Simple harmonics - sound waves

[Foxhound101]

Homework Statement

A 2.40 kHz sound wave is transmitted through an aluminum rod.

A) What is its wavelength in the aluminum?
B What is the sound wave's frequency when it passes into the air?
C) What is its wavelength in air?

The speed of sound in aluminum is 5100 m/s according to the book.

Homework Equations

Velocity=frequency*lambda

The Attempt at a Solution

So...This is what I was doing, which apparently is wrong.

Velocity=frequency*lambda

frequency=2.4 * 10^3 Hz
Velocity = 5100 meters/sec

5100m/s=(2.4 * 10^3)hz *lambda

lambda=2.125m

But apparently that isn't the answer for part A...So I must have done something wrong somewhere...

So...thank you in advance for any help.

 

[anathema]

Thank you for your question. I would be happy to assist you in finding the correct solution.

First, let's review the given information and equations. The speed of sound in a material can be calculated using the equation v = fλ, where v is the speed of sound, f is the frequency, and λ is the wavelength.

For part A, we are given the frequency and the speed of sound in aluminum, and we need to find the wavelength. Therefore, we can rearrange the equation to solve for λ, which gives us λ = v/f.

Substituting the given values, we get λ = (5100 m/s) / (2.40 kHz) = 2.125 m. This is the correct answer for the wavelength in aluminum.

For part B, the sound wave passes from aluminum into air. The speed of sound in air is approximately 343 m/s. Using the same equation, we can calculate the frequency in air as f = v/λ = (343 m/s) / (2.125 m) = 161.41 Hz. This is the answer for part B.
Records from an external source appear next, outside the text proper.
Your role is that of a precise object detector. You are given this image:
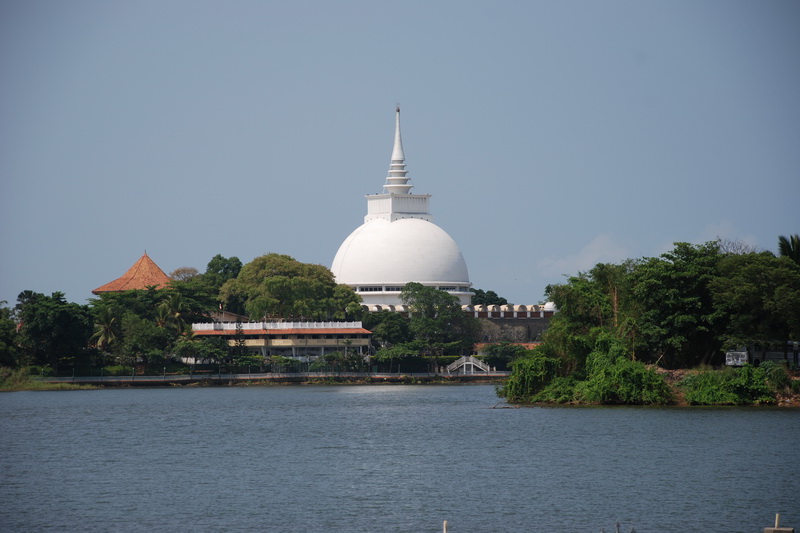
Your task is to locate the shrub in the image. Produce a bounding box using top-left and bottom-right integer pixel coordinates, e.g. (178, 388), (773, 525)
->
(499, 352), (561, 402)
(575, 352), (672, 405)
(531, 376), (578, 403)
(679, 363), (788, 405)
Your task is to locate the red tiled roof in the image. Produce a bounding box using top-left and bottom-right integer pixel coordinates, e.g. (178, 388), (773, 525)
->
(192, 328), (372, 335)
(92, 252), (170, 294)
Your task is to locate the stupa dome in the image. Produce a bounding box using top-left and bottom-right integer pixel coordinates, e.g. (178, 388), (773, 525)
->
(331, 107), (472, 305)
(331, 218), (469, 289)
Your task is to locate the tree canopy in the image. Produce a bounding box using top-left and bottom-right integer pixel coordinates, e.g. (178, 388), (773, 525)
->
(220, 253), (360, 320)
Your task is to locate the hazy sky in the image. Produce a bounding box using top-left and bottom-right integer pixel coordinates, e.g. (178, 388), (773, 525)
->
(0, 0), (800, 305)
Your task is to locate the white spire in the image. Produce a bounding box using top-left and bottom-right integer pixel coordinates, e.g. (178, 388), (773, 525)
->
(383, 105), (413, 194)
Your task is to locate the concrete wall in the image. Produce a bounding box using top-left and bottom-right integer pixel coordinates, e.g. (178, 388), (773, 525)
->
(478, 317), (550, 342)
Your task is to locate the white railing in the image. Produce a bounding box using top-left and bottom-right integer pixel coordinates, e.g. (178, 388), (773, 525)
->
(192, 321), (362, 331)
(447, 355), (492, 374)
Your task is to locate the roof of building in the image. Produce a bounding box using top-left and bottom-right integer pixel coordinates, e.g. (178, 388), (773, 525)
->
(331, 218), (469, 286)
(331, 107), (471, 304)
(193, 328), (372, 336)
(92, 252), (170, 294)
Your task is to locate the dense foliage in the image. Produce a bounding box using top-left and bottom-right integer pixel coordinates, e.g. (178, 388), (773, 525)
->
(680, 361), (790, 405)
(220, 254), (361, 320)
(500, 238), (800, 404)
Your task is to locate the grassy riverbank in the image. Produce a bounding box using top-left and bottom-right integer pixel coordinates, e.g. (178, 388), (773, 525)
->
(0, 367), (95, 392)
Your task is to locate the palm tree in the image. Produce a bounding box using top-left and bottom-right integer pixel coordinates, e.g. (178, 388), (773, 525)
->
(91, 307), (117, 351)
(778, 234), (800, 265)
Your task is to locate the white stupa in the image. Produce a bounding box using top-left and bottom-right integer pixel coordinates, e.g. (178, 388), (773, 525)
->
(331, 107), (472, 306)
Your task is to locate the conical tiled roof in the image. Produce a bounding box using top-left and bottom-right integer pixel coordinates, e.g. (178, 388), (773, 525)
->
(92, 252), (170, 294)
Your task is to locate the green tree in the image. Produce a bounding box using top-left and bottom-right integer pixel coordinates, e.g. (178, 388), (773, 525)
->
(778, 234), (800, 265)
(483, 342), (528, 370)
(363, 311), (412, 348)
(116, 312), (176, 368)
(17, 291), (92, 371)
(0, 300), (18, 366)
(204, 254), (242, 290)
(633, 242), (724, 367)
(400, 283), (479, 355)
(470, 289), (508, 305)
(221, 254), (358, 320)
(710, 252), (800, 354)
(90, 306), (120, 360)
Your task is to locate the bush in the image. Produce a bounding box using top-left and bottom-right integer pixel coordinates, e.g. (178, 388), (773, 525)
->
(679, 363), (788, 405)
(498, 352), (561, 402)
(531, 376), (578, 403)
(575, 352), (672, 405)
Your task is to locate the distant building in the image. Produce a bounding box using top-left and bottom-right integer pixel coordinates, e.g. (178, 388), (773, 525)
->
(192, 322), (372, 358)
(92, 252), (171, 294)
(331, 107), (472, 306)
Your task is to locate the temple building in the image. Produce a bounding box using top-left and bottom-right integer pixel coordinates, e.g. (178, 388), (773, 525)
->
(331, 107), (472, 307)
(192, 322), (372, 362)
(92, 252), (170, 294)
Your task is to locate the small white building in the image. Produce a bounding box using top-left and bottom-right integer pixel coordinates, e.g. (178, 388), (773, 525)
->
(192, 322), (372, 359)
(331, 107), (472, 306)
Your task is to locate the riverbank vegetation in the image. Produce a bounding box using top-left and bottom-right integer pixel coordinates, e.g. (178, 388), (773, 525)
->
(0, 236), (800, 405)
(499, 236), (800, 405)
(0, 254), (482, 377)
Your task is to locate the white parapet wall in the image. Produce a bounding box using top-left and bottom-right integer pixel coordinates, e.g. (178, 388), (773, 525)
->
(192, 321), (362, 331)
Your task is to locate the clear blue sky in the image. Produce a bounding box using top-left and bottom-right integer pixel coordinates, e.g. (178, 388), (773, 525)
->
(0, 0), (800, 305)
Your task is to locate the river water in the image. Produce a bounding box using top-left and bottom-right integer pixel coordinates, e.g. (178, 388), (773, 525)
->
(0, 385), (800, 533)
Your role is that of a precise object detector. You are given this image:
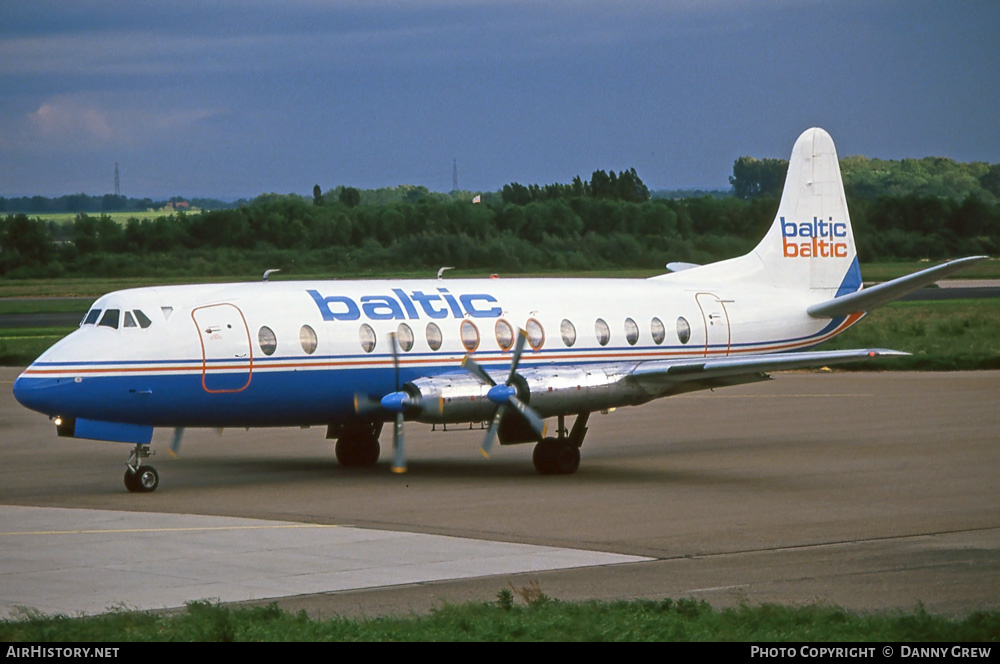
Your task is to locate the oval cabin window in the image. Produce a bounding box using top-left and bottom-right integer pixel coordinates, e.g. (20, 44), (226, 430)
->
(493, 319), (514, 350)
(396, 323), (413, 353)
(299, 325), (319, 355)
(257, 325), (278, 355)
(649, 318), (667, 346)
(677, 316), (691, 344)
(625, 318), (639, 346)
(425, 323), (442, 350)
(559, 318), (576, 346)
(594, 318), (611, 346)
(524, 318), (545, 350)
(358, 323), (375, 353)
(461, 320), (479, 353)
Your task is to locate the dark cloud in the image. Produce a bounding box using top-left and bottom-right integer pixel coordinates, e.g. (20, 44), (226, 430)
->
(0, 0), (1000, 197)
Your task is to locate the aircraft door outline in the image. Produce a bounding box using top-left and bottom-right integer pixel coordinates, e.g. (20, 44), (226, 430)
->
(191, 303), (253, 394)
(695, 293), (733, 357)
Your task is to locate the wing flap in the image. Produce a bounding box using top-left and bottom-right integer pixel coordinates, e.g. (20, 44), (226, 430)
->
(628, 348), (909, 394)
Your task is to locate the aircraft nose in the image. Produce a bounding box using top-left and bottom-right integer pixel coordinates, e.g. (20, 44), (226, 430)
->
(14, 367), (58, 415)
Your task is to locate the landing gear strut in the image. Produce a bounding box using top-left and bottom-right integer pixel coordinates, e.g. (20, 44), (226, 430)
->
(531, 413), (590, 475)
(125, 445), (160, 493)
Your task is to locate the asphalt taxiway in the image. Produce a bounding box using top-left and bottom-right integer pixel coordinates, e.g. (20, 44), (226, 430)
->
(0, 369), (1000, 616)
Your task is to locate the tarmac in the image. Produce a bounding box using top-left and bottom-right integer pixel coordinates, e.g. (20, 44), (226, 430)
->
(0, 369), (1000, 617)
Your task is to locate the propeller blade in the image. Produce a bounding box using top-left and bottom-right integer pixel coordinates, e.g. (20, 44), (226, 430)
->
(479, 405), (505, 459)
(170, 427), (184, 459)
(389, 332), (399, 392)
(392, 413), (406, 473)
(507, 330), (528, 385)
(462, 355), (496, 386)
(507, 396), (548, 438)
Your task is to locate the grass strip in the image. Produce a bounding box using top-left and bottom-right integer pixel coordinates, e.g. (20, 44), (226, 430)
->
(0, 589), (1000, 643)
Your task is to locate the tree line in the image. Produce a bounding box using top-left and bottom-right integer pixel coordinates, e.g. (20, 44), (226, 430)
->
(0, 158), (1000, 278)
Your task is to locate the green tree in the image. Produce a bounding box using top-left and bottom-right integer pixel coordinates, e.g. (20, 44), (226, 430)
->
(337, 187), (361, 207)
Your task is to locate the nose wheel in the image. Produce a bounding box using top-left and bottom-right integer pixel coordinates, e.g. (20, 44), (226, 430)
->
(125, 445), (160, 493)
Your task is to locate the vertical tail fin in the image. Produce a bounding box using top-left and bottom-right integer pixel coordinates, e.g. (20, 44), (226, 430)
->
(752, 127), (861, 297)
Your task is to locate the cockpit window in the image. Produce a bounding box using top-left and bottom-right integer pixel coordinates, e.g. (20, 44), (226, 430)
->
(98, 309), (121, 330)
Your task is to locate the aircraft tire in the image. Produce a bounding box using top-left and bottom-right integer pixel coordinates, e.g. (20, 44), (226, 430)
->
(125, 466), (160, 493)
(125, 468), (141, 493)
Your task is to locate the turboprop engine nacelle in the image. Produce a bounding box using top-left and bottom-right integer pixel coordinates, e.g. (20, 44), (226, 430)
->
(403, 373), (496, 424)
(402, 366), (651, 424)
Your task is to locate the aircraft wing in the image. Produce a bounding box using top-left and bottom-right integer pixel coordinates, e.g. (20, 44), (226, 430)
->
(806, 256), (987, 318)
(626, 348), (909, 396)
Finally, for part C, we need to find the wavelength in air. Again, using the same equation, we get λ = v/f = (343 m/s) / (161.41 Hz) = 2.125 m. This is the same as the wavelength in aluminum, as the frequency does not change when the sound wave passes into a different medium.

I hope this helps clarify the solution for you. If you have any further questions, please do not hesitate to ask.

 

[baba89]

Your approach is correct, but you have used the wrong velocity value. The given velocity of 5100 m/s is for sound waves in aluminum, not for air. The velocity of sound in air is approximately 343 m/s. So, your calculation should be:

Velocity = frequency * lambda
343 m/s = (2.4 * 10^3) Hz * lambda
lambda = 0.143 m

Therefore, the wavelength of the sound wave in aluminum is 0.143 meters and in air is 2.125 meters.